LONDON (Thomson Reuters Foundation) - Russian officials have given transgender citizens, many of whom have felt increasingly persecuted by the state in recent years, the green light to keep on driving after a new road safety decree sparked panic that they would be banned from the road. ...Okay, I'm not so full of myself that I actually think I had anything to do with moving the Russian government. But the topic of the effectiveness of editorial cartoons came up on the AAEC bulletin board this week.
"It actually shows that LGBT people in Russia feel extremely vulnerable," Svetlana Zakharova, PR manager of the Russian LGBT Network, told the Thomson Reuters Foundation.
"The homophobic policy of the Russian state created an environment where LGBT people do not expect anything good and believe that even a nonsense regulation or law can be adopted."
"I was somewhat distressed to realize, however, that they (as a group, I can't say for each one individually) had basically no awareness of cartoons / comics as something important and were largely comic-illiterate. By that I don't mean that they don't follow the cartoonists I follow, I mean that they didn't have the ability to 'read' a cartoon apart from reading the words..."It's hard to believe that The Kids Today just don't understand how humor works. Yet perhaps that explains why the web page editor at one of my newspapers sees no problem with using the punch line of my cartoon as the link from their front page to the page the rest of my cartoon is on. (There is a reason that Orson Welles didn't call his film A Sled Named Rosebud.)
There is a cultural aspect, to be sure: I've read posts explaining that some of the Charlie Hebdo cartoons viewed as especially racist, Islamophobic, homophobic, and anti-Semitic are in fact lampooning the viewpoints they appear to endorse.

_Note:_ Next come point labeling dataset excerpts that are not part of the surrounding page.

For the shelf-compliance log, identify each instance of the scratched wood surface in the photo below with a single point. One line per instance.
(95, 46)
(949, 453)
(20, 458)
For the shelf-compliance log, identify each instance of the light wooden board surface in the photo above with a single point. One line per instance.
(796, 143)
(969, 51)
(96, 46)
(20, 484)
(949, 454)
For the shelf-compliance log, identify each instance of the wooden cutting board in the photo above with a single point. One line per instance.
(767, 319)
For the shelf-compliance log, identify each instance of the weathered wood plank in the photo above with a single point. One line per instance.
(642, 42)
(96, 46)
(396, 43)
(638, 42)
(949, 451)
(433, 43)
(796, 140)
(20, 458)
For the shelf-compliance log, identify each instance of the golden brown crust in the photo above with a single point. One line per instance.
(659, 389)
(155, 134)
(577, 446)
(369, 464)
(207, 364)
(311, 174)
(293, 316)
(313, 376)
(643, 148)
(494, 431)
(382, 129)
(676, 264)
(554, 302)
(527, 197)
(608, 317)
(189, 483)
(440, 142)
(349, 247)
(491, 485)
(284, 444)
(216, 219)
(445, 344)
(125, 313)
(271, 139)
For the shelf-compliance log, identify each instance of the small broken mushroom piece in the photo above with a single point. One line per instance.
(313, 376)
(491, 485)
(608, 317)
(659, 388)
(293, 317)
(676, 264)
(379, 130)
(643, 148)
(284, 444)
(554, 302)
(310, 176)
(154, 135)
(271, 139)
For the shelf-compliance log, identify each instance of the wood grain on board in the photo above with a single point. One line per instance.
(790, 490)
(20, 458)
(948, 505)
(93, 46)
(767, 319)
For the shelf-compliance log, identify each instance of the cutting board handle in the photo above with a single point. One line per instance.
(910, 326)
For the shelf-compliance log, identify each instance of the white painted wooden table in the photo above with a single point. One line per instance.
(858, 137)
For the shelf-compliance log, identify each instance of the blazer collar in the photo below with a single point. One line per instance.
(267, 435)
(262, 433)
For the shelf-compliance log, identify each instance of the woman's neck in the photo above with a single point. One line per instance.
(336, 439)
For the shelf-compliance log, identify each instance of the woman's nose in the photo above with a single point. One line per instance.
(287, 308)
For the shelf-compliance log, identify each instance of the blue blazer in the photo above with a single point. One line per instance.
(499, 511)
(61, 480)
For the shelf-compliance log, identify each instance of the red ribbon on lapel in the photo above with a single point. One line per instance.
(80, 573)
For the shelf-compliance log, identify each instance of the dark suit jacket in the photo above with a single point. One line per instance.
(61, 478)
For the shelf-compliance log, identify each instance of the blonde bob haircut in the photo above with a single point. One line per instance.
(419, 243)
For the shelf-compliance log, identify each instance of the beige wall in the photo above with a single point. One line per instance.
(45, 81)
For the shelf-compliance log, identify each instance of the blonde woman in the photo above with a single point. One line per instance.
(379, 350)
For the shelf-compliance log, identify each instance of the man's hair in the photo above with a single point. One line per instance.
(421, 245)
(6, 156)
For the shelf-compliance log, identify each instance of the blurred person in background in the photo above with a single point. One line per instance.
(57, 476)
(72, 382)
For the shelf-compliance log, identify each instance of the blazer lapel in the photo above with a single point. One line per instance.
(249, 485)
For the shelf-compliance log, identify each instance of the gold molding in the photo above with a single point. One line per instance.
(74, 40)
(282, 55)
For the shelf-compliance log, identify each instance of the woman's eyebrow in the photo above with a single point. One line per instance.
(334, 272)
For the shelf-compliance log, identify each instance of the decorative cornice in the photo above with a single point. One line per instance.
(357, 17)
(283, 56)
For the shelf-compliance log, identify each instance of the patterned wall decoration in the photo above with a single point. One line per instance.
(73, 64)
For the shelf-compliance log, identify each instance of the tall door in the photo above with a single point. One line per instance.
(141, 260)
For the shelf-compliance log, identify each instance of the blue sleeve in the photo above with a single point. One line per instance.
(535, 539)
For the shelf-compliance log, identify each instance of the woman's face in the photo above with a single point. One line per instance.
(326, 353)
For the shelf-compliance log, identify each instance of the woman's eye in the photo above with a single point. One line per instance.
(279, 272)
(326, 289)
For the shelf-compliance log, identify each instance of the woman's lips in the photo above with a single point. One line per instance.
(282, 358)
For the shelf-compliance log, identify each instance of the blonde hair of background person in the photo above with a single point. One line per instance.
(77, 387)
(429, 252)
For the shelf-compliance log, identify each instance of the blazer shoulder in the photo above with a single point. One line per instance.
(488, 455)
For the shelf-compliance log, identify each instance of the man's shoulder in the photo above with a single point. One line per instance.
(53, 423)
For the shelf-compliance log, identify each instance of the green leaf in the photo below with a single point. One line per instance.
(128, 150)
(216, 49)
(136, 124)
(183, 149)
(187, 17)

But American cartoonists are also misunderstood from time to time when we criticize a point of view by portraying it taken to its logical conclusion -- as if we are agreeing with it.
Perhaps we cartoonists, if we want to remain relevant to the digitized generation, need to add "j/k" or "/sarcasm" on our cartoons.
Therefore, in case any comic illiterates out there thought my cartoon was literally accusing the Russian government of sending transgendered Russians to Nazi death camps (if they even caught the reference at all), somebody please explain to them that if that were the case, I wouldn't have bothered to bring up the issue of drivers' licenses.